Khan has set her sights on the tech industry, and she’s so far proven incompetent in that realm as well.
A federal judge earlier this month rejected the FTC’s request to stop Meta, Facebook’s parent company, from buying a small virtual reality start-up, on the grounds it would hinder future competition in an undeveloped market. Even the New York Times acknowledged the ruling was a “stinging defeat.”
Tammy Baldwin Does Oscar Mayer Proud
Wisconsin Senator Tammy Baldwin is making news in her home state with a letter she sent to Joseph Impicciche, CEO of St. Louis-based Ascension, raising concerns about how the nonprofit health care network invests the returns from its sizable investment portfolio back into its Wisconsin hospitals. The concerns stem from a Milwaukee Magazine investigation and a January report in the Journal Sentinel, both of which reported that Ascension’s five facilities in Milwaukee County have led to staff concerns around patient safety.
Here’s excerpts from Baldwin’s letter:
As a nonprofit, tax-exempt, health system, Ascension is required to provide charitable benefits to the community … I am concerned that the opposite is occurring – that by operating like a private equity fund, Ascension is squeezing staff, closing facilities, and extracting cash from its member hospitals for dubious “management fees” all to advance its investment activities and provide compensation to its executives.

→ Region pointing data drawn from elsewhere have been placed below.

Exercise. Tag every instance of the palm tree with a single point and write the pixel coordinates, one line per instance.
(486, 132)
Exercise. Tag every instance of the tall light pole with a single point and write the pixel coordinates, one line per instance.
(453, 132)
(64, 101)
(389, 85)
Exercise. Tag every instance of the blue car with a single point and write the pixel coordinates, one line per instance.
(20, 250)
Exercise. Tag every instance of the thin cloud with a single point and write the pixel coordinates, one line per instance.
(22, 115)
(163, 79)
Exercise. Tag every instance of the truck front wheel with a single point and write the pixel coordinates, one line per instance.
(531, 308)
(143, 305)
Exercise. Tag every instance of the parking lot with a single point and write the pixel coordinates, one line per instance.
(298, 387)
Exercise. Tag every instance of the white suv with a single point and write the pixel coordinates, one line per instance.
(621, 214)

At this year’s J.P. Morgan Healthcare Conference, your CFO Elizabeth Foshage highlighted Ascension’s $18 billion of cash and investments. This number raises questions about why Ascension, a mission-driven health system with non-profit status, is not prioritizing reinvestment into serving vulnerable communities and its own operations — which should include increasing pay and improving working conditions for its burned out and overextended health care workforce.

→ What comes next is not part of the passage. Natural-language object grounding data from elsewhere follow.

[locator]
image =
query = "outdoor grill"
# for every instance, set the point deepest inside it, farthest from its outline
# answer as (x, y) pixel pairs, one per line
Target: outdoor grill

I represent people who go to Ascension for health care. And I represent people who work there. When I have doctors saying that staffing decisions that hospitals have made are putting patients in jeopardy, that’s a big warning sign.

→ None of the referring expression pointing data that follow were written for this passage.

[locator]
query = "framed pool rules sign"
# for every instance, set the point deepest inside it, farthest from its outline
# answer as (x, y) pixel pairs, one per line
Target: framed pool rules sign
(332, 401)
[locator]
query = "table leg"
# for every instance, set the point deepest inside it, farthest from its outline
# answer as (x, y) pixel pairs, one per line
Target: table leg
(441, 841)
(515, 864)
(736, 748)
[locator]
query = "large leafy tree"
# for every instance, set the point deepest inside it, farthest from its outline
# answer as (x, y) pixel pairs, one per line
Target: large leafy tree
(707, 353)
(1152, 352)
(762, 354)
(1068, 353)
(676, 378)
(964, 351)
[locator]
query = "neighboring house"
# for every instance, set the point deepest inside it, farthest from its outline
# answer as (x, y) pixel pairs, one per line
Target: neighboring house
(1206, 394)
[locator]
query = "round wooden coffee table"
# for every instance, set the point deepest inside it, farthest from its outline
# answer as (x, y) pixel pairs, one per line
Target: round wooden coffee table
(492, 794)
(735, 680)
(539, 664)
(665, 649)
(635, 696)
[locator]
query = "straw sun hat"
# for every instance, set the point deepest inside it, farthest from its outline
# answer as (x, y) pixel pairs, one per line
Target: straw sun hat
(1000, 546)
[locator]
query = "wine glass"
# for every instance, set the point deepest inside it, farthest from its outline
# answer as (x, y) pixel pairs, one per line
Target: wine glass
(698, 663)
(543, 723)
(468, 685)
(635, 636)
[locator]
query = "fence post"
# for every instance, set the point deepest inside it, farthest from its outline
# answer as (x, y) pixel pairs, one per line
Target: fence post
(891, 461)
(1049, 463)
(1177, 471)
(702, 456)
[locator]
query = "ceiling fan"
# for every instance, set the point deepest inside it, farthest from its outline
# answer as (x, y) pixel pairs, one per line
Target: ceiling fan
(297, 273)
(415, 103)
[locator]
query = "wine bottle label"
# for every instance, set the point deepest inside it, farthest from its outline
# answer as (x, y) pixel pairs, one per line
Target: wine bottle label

Given Baldwin’s professed concern for Ascension’s five Milwaukee area facilities, I would have thought she would have been front and center trying to block the Advocate/Atrium merger since it resulted in about a dozen or so Wisconsin hospitals being run out of Charlotte. Aurora St Luke’s Medical Centre in Milwaukee is Wisconsin’s biggest hospital, and the Aurora hospital system is the state’s seventh largest employer.
When Illinois-based Advocate and Wisconsin-based Aurora announced their combination in 2017, they committed to maintaining dual headquarters and that the CEOs of both organizations would serve as co-heads of the merged organization. Aurora’s CEO was gone after 16 months. Six years later, Aurora became an outpost of a North Carolina hospital system.
I can find nary a word of protest from Baldwin about the Advocate/Atrium deal, and she knows the folks at Advocate Aurora quite well. According to public filings, individuals connected to Advocate Aurora contributed $30,000 to Baldwin’s 2018 election campaign, making her far and away the biggest recipient of any political candidate.
With regards to improving healthcare, Baldwin strikes me as full of baloney, and when I think baloney, I think Oscar Mayer. Quite fittingly, Oscar Mayer is based in Madison, Wisconsin’s state capital.